The gender pay gap among FTSE 100 board directors narrowed last year, according to recent research by Fox & Partners, the employment law firm.
However, while progress is evident, the gap remains substantial — highlighting the need for continued action in this area.
In 2022, the average pay for women board directors increased by 26 per cent, reaching £309,000, compared to £245,525 in 2021.
Meanwhile, their male counterparts experienced an 11 per cent pay increase, averaging £1.04 million in 2022, up from £935,235 in the previous year.
This shift resulted in a reduction of the gender pay gap from 74 per cent in 2021 to 70 per cent in 2022.
Despite this positive trend, significant disparities persist. Fox & Parnters partner Catriona Watt highlights a key factor contributing to this persistent pay gap – the fact most female board directors hold non-executive roles — which typically offer lower compensation.

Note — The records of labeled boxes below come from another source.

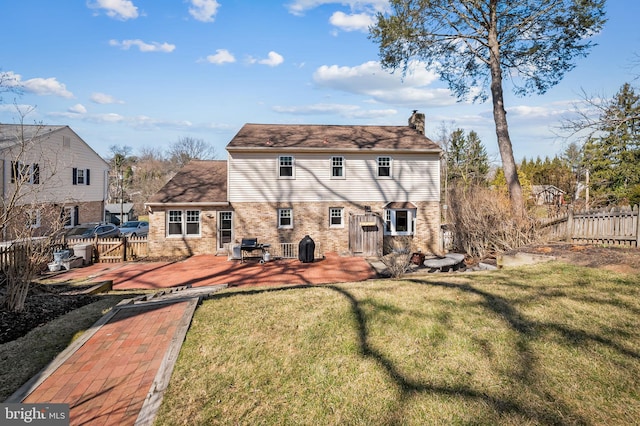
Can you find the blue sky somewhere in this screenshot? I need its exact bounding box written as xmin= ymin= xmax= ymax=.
xmin=0 ymin=0 xmax=640 ymax=162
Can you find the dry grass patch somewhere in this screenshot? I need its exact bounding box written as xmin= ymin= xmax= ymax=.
xmin=0 ymin=295 xmax=131 ymax=401
xmin=157 ymin=263 xmax=640 ymax=425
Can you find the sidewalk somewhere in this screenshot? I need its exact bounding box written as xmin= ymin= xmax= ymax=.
xmin=6 ymin=286 xmax=225 ymax=425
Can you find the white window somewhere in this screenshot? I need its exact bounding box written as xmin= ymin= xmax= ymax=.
xmin=278 ymin=155 xmax=295 ymax=179
xmin=278 ymin=209 xmax=293 ymax=229
xmin=11 ymin=161 xmax=40 ymax=185
xmin=61 ymin=206 xmax=79 ymax=228
xmin=378 ymin=157 xmax=391 ymax=178
xmin=71 ymin=167 xmax=91 ymax=185
xmin=329 ymin=207 xmax=344 ymax=228
xmin=27 ymin=210 xmax=40 ymax=228
xmin=331 ymin=157 xmax=345 ymax=179
xmin=384 ymin=209 xmax=416 ymax=235
xmin=167 ymin=210 xmax=200 ymax=237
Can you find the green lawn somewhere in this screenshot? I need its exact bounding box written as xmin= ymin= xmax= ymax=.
xmin=156 ymin=263 xmax=640 ymax=425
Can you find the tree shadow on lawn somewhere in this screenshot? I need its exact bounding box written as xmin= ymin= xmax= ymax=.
xmin=198 ymin=268 xmax=640 ymax=424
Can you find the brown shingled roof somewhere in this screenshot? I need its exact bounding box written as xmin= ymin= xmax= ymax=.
xmin=227 ymin=124 xmax=440 ymax=152
xmin=147 ymin=160 xmax=227 ymax=204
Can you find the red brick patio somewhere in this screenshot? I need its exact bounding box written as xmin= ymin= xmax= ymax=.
xmin=56 ymin=253 xmax=376 ymax=290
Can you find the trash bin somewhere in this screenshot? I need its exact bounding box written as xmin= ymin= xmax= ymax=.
xmin=298 ymin=235 xmax=316 ymax=263
xmin=227 ymin=244 xmax=242 ymax=260
xmin=73 ymin=244 xmax=93 ymax=265
xmin=53 ymin=250 xmax=71 ymax=263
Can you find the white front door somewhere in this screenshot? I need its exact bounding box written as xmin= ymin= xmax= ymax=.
xmin=218 ymin=212 xmax=233 ymax=250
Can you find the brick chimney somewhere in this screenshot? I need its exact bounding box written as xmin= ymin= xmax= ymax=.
xmin=409 ymin=109 xmax=425 ymax=135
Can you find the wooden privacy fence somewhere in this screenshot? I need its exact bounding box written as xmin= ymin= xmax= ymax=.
xmin=540 ymin=205 xmax=640 ymax=247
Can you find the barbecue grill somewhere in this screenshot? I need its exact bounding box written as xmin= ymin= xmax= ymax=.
xmin=240 ymin=238 xmax=271 ymax=263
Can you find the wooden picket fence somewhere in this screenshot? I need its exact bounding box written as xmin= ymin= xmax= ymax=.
xmin=540 ymin=205 xmax=640 ymax=247
xmin=66 ymin=237 xmax=149 ymax=263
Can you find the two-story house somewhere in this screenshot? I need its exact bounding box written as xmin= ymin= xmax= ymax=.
xmin=147 ymin=112 xmax=441 ymax=255
xmin=0 ymin=124 xmax=109 ymax=240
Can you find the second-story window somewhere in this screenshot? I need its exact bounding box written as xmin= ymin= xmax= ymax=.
xmin=329 ymin=207 xmax=344 ymax=228
xmin=278 ymin=209 xmax=293 ymax=228
xmin=11 ymin=161 xmax=40 ymax=185
xmin=331 ymin=157 xmax=344 ymax=179
xmin=378 ymin=157 xmax=391 ymax=177
xmin=278 ymin=155 xmax=295 ymax=179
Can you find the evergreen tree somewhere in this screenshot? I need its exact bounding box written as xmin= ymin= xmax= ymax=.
xmin=583 ymin=83 xmax=640 ymax=204
xmin=447 ymin=129 xmax=489 ymax=185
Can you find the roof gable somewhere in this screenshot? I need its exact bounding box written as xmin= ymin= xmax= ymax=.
xmin=147 ymin=160 xmax=227 ymax=204
xmin=227 ymin=124 xmax=441 ymax=153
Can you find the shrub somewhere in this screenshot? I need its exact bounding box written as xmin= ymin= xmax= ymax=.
xmin=448 ymin=186 xmax=535 ymax=259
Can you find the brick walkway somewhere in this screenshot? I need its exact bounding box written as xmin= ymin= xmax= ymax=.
xmin=7 ymin=286 xmax=224 ymax=425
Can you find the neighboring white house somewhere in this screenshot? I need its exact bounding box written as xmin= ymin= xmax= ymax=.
xmin=0 ymin=124 xmax=109 ymax=239
xmin=147 ymin=113 xmax=441 ymax=256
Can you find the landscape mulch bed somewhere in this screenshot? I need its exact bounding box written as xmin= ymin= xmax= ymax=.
xmin=0 ymin=284 xmax=99 ymax=344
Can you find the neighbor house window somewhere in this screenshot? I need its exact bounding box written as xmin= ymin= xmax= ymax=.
xmin=278 ymin=209 xmax=293 ymax=228
xmin=27 ymin=210 xmax=40 ymax=228
xmin=384 ymin=209 xmax=416 ymax=235
xmin=378 ymin=157 xmax=391 ymax=177
xmin=278 ymin=155 xmax=295 ymax=179
xmin=329 ymin=207 xmax=344 ymax=228
xmin=71 ymin=167 xmax=91 ymax=185
xmin=331 ymin=157 xmax=344 ymax=179
xmin=167 ymin=210 xmax=200 ymax=237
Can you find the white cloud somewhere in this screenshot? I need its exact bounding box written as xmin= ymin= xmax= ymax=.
xmin=68 ymin=104 xmax=87 ymax=114
xmin=0 ymin=71 xmax=73 ymax=98
xmin=286 ymin=0 xmax=389 ymax=16
xmin=88 ymin=0 xmax=138 ymax=21
xmin=207 ymin=49 xmax=236 ymax=65
xmin=89 ymin=92 xmax=124 ymax=105
xmin=249 ymin=51 xmax=284 ymax=67
xmin=272 ymin=104 xmax=398 ymax=118
xmin=189 ymin=0 xmax=220 ymax=22
xmin=329 ymin=12 xmax=375 ymax=32
xmin=109 ymin=39 xmax=176 ymax=53
xmin=313 ymin=61 xmax=455 ymax=108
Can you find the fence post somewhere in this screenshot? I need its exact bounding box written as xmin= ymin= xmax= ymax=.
xmin=565 ymin=205 xmax=573 ymax=242
xmin=122 ymin=235 xmax=127 ymax=262
xmin=633 ymin=204 xmax=640 ymax=248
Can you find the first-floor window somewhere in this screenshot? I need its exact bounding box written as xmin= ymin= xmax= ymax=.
xmin=384 ymin=209 xmax=416 ymax=235
xmin=278 ymin=209 xmax=293 ymax=228
xmin=167 ymin=210 xmax=200 ymax=236
xmin=329 ymin=207 xmax=344 ymax=228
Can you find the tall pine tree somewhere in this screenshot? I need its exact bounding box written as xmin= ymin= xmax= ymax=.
xmin=584 ymin=83 xmax=640 ymax=205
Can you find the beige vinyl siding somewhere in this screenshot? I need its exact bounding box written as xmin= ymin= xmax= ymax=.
xmin=3 ymin=127 xmax=109 ymax=203
xmin=228 ymin=152 xmax=440 ymax=203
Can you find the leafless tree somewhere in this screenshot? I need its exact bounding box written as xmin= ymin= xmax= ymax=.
xmin=169 ymin=136 xmax=217 ymax=167
xmin=0 ymin=114 xmax=65 ymax=311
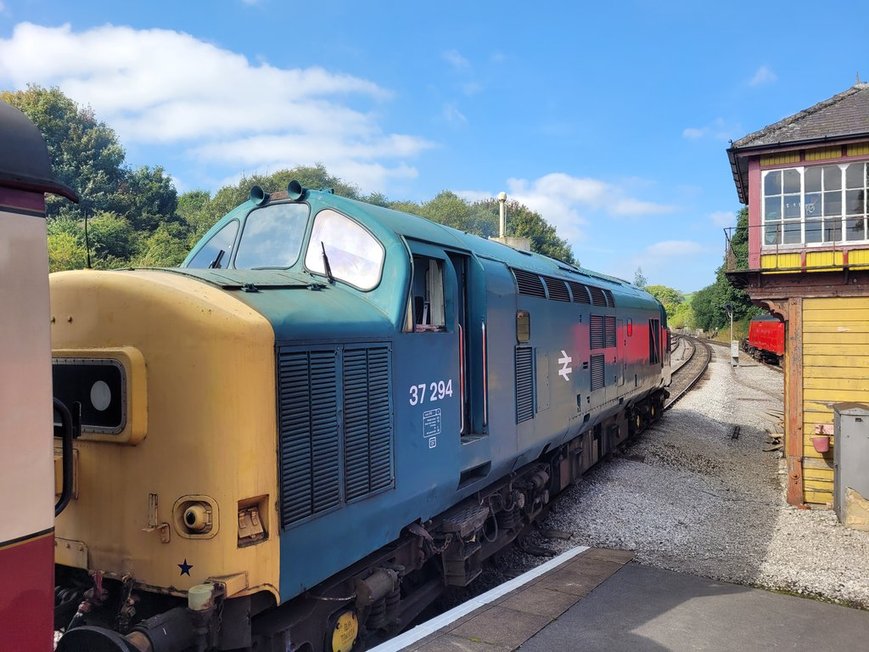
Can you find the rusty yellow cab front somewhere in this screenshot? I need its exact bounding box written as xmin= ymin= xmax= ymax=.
xmin=51 ymin=270 xmax=279 ymax=601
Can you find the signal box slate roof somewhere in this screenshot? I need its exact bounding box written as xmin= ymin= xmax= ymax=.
xmin=727 ymin=82 xmax=869 ymax=204
xmin=0 ymin=102 xmax=78 ymax=202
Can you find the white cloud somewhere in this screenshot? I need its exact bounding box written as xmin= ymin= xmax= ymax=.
xmin=441 ymin=50 xmax=471 ymax=70
xmin=0 ymin=22 xmax=432 ymax=190
xmin=682 ymin=118 xmax=742 ymax=141
xmin=489 ymin=172 xmax=674 ymax=247
xmin=462 ymin=82 xmax=483 ymax=95
xmin=455 ymin=190 xmax=495 ymax=202
xmin=709 ymin=211 xmax=736 ymax=227
xmin=441 ymin=102 xmax=468 ymax=125
xmin=748 ymin=65 xmax=778 ymax=86
xmin=646 ymin=240 xmax=705 ymax=258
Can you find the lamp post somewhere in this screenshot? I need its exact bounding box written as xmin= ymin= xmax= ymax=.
xmin=724 ymin=303 xmax=739 ymax=367
xmin=498 ymin=192 xmax=507 ymax=238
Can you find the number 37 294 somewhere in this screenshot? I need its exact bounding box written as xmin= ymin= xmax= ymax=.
xmin=408 ymin=378 xmax=453 ymax=405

Its figures show that 91 per cent of the 426 female directors at FTSE 100 companies were in non-executive positions.
In terms of compensation, female executive directors earned an average of £2.4 million, more than 20 times the average pay of female non-executive directors (£118,738). Similarly, male executive directors received an average of £3.3 million, 38 per cent more than their female counterparts, while male non-executives earned 52 per cent more than female non-executives.
Watt says that substantial change requires continued investment in programs that prepare women for senior executive positions. This includes providing access to projects that enhance their experience, addressing potential skill gaps, and promoting transparency regarding promotion requirements and career progression.
She says corporate organisations need to consider their culture, focusing on diversity and inclusion. Messages supporting such a culture should emanate from leadership, and internal policies, including those related to family and flexible working, should align with the company’s diversity goals.
Examining data related to gender disparities within businesses, pinpointing reasons for declines in women’s leadership positions, and identifying systemic issues are crucial steps toward progress. Providing women with networking, mentoring, and championing opportunities and regularly reviewing work allocation to support their advancement to senior positions can also facilitate change.
Watt suggests the appointment of a board member responsible for advancing women’s opportunities within the organisation, prioritising this issue and addressing barriers to progression. Setting targets for senior leaders to promote female opportunities can incentivise change she says, enabling women to succeed in the highest positions within firms.